Tuesday, December 2, 2014
Treatment. Do the Benefits Outweigh the Risks?
There several things I could talk about in this blog post, but I feel that the most important thing for me to talk about right now is about trying to find balance. During her treatment, my wife has been confused about what is normal for someone living with bipolar disorder.
Unfortunately this disorder can bring out some very self-destructive behaviors. The illness can change their perception and cloud their judgment. This can lead to impulsive decisions that they would not normally make. They still have their ability to choose between right and wrong, but it can become extremely difficult to make the best decisions.

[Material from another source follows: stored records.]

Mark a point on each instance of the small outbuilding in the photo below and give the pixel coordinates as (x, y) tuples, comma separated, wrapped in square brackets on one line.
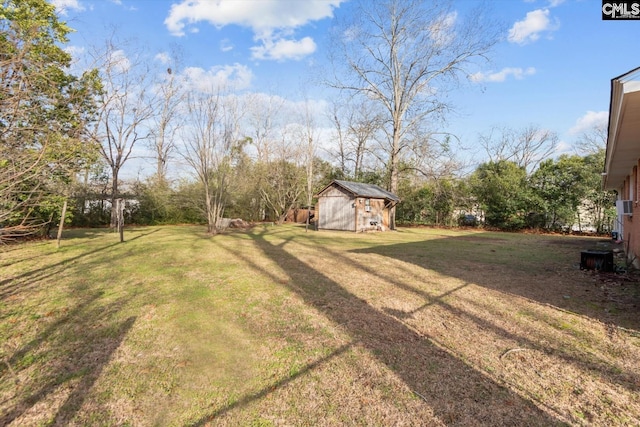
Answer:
[(354, 206)]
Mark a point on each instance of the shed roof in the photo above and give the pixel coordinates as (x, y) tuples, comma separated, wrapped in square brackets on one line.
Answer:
[(359, 189)]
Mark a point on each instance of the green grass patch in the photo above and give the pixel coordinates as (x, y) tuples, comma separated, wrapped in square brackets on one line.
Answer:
[(278, 326)]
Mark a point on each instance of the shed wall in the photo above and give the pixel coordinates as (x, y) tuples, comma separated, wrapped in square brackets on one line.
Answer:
[(336, 210)]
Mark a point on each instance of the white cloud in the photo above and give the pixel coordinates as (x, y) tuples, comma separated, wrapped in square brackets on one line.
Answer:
[(235, 77), (282, 49), (502, 75), (63, 6), (226, 45), (529, 29), (442, 29), (590, 121), (163, 57), (272, 22), (119, 60)]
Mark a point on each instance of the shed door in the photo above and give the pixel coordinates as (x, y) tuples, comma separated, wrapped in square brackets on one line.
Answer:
[(337, 213)]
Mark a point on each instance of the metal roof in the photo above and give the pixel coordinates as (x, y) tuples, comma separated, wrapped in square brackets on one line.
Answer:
[(623, 140), (359, 189)]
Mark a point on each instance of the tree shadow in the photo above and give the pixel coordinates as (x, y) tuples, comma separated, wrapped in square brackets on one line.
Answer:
[(71, 354), (549, 275), (456, 392), (52, 374)]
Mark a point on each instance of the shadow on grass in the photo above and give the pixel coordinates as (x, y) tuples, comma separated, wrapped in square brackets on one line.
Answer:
[(71, 354), (543, 270), (265, 391), (456, 392), (21, 282), (56, 369)]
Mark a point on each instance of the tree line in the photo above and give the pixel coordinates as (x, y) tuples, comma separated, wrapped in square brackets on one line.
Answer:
[(68, 136)]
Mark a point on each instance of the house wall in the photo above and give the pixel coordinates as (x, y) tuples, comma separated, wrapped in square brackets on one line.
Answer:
[(336, 210), (630, 230)]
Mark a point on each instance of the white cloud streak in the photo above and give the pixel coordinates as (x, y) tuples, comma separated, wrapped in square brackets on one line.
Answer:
[(232, 77), (502, 75), (590, 121), (272, 22), (63, 6), (531, 27)]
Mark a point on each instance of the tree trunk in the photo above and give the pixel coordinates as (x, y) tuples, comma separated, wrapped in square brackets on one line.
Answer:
[(61, 225)]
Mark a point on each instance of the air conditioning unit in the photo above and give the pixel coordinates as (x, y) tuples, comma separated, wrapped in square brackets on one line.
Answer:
[(624, 207)]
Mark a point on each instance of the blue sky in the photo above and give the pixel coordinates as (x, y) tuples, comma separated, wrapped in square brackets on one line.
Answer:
[(552, 67)]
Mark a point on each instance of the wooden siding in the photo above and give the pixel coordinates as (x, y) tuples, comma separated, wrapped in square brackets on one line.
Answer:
[(377, 216), (336, 210)]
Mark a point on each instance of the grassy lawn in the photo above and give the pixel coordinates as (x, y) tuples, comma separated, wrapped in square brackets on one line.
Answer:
[(278, 326)]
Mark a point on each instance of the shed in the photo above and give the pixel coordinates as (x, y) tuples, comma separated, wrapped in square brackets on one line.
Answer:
[(354, 206)]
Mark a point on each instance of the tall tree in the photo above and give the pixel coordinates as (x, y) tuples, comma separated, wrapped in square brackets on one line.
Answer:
[(44, 111), (126, 107), (210, 142), (170, 97), (502, 191), (404, 55), (527, 147)]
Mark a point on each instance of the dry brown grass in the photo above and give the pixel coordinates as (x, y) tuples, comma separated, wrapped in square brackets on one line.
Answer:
[(275, 326)]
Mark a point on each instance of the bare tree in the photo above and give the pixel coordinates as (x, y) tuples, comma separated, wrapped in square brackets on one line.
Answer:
[(593, 140), (167, 118), (284, 177), (126, 106), (263, 119), (404, 55), (44, 111), (211, 138), (526, 147), (357, 123)]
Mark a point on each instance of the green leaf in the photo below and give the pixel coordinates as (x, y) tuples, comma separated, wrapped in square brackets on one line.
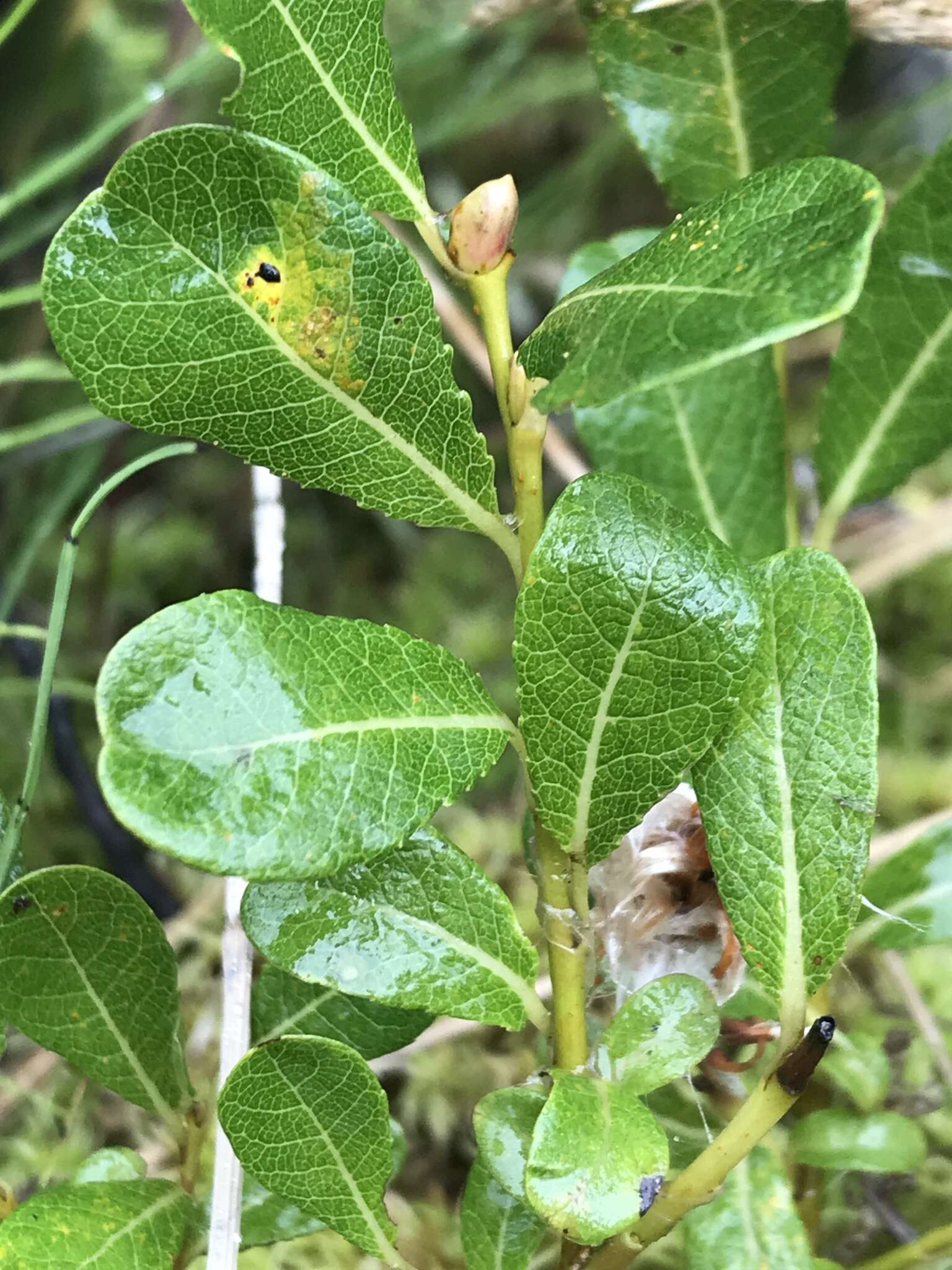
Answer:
[(318, 76), (598, 1158), (888, 407), (268, 1220), (498, 1232), (751, 1225), (423, 928), (884, 1142), (108, 1226), (309, 1121), (857, 1065), (505, 1122), (782, 252), (788, 790), (635, 629), (255, 739), (87, 972), (660, 1033), (335, 375), (111, 1165), (712, 92), (594, 257), (914, 889), (674, 438), (283, 1005)]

We have only known that my wife has bipolar disorder for a year and half. In the 18 years of our marriage my wife was able to keep much of her pain hidden. Before she received her diagnosis I never really knew how hard it was for her until she recently began to open up and confide in me about her private struggles. I was aware of some of her struggles, but many others were shocking for me to hear.
We are in an early maintenance phase of her treatment. We know she has type I bipolar disorder. We know how it affects her. She is actively seeking treatment. She is developing a support network. She even has a safety plan in place for times when she is feeling suicidal. Her treatment involves some of the best medication and therapy that money can buy. All of these things are positive steps in the right direction. Unfortunately at this time there is no treatment that cures bipolar disorder. It never goes away. It is a progressive illness. In the future, her treatment will need to be adjusted.

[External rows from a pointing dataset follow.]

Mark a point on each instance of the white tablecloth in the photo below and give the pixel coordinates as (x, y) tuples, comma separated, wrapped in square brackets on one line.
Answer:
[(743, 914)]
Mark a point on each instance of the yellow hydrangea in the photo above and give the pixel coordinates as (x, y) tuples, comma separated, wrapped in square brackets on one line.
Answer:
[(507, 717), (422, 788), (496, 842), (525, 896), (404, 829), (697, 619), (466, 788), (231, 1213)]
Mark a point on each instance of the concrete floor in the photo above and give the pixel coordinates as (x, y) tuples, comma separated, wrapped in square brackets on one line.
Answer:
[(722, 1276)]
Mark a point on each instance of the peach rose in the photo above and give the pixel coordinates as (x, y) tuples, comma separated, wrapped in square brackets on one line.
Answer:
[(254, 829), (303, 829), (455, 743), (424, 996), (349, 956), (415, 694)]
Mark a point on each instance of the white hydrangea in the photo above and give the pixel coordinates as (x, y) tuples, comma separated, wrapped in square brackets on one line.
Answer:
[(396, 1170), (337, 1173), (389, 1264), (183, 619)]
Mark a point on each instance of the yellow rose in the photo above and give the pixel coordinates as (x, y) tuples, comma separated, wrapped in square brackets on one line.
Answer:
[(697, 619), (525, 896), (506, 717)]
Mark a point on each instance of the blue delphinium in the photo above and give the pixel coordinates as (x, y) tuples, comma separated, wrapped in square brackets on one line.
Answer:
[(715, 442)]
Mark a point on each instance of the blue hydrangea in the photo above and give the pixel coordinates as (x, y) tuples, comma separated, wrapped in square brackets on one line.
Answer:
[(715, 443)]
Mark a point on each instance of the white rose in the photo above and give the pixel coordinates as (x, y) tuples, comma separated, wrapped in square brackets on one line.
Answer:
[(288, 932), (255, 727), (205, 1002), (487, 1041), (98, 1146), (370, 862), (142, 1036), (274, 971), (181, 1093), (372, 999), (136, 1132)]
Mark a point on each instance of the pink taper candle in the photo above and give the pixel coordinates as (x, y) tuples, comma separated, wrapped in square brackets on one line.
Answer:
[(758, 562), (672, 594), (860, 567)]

Jane and I regularly talk about how her treatment is going. We ponder if the benefits of treatment outweigh some of the risks. Some of her medications can have harmful and long lasting side effects such as weight gain, diabetes, and heart disease. The health risks are significant. On the other hand being non-compliant to treatment has significant risks like self injury, hospitalization, incarceration, and suicide.
While we are discussing the complexities of her disorder my wife often asks me if she was "that bad" before she received her diagnosis and if I think treatment is really necessary. She wishes that her life could go back to how it was. She has lived most of her life without knowing that she has bipolar disorder. She wants to go back to what she considers to be normal. She resents that she has to take medication because the outside world considers her behavior to be abnormal. When I tell her that she was really "that bad" it makes me sad to see the look of disappointment on her face. She easily remembers all the positive aspects of her disorder and does not recognize the impact of how the negative parts have affected her life. She doesn't realize how much her behavior impacted the people around her.
I wish I could take away all her frustration and anger, but I can't. She will always have bipolar disorder and I can't make her better. I can't heal her no matter how much I want to help.
There are only two options; choosing to follow treatment recommendations to help her take control of her life or choosing to ignore treatment and let her disorder take control her life.